Dans sa folle croisade pour bouter la Chine hors des infrastructures stratégiques d’Amérique latine, Donald Trump a marqué un nouveau point. Lundi 23 février, le Panama a publié au Journal officiel l’annulation des concessions portuaires détenues par la Panama Ports Company (PPC), une filiale de la compagnie hongkongaise CK Hutchison sur les terminaux de Balboa, côté océan Pacifique, et Cristóbal, côté Atlantique.
Dans la foulée, le pays a repris mardi le contrôle des installations portuaires, “y compris les grues, les véhicules, les systèmes informatiques et les logiciels”, explique le site de la chaîne américaine d’informations financières CNBC, qui y voit “une victoire majeure pour les États-Unis, étant donné que la Maison-Blanche a fait du blocage de l’influence de la Chine sur cette artère commerciale mondiale l’une de ses principales priorités”.
Afin de garantir la continuité des opérations portuaires jusqu’à l’attribution d’une nouvelle concession, dans un délai de dix-huit mois, des concessions temporaires ont été accordées au groupe danois Maersk et au géant suisse MSC.
Ce décret intervient un mois après la décision de la Cour suprême du Panama d’invalider les contrats de la firme chinoise sur les deux ports du Canal qu’elle gérait depuis plus de vingt ans. En cause : “Une répartition disproportionnée en faveur de l’entreprise au détriment des caisses de l’État”, a estimé la Cour, qui a déclaré les concessions “inconstitutionnelles”.
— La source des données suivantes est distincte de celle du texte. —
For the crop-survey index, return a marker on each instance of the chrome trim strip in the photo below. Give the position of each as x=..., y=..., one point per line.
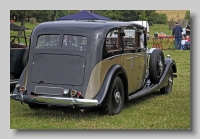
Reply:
x=54, y=100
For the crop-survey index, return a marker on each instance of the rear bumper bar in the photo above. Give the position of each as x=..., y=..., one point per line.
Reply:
x=54, y=100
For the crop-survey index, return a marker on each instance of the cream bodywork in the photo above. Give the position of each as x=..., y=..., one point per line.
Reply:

Une aubaine pour les États-Unis, alors que durant l’été, le fond états-unien BlackRock avait mené des mois de négociations infructueuses pour racheter les concessions de Hutchison.
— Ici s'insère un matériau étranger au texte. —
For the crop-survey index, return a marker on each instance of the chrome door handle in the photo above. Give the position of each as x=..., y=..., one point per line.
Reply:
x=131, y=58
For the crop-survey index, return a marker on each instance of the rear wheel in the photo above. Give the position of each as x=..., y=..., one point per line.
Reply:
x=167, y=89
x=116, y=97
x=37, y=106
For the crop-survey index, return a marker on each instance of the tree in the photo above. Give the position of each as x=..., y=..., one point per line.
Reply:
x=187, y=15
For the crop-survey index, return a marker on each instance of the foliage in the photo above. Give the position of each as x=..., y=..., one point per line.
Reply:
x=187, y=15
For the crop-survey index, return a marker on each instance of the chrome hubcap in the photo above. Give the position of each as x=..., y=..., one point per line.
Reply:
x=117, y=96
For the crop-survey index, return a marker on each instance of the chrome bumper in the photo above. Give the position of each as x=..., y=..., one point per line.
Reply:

Pour la presse du Panama, loin de se soumettre aux États-Unis, le pays “a décidé de reprendre le contrôle de son destin” et de récupérer “sa souveraineté” sur le canal “après des décennies d’un modèle contestable”, estime ainsi le quotidien local La Estrella. Les concessions chinoises, attribuées en 1997 et prolongées en 2021, devaient prendre fin en 2047.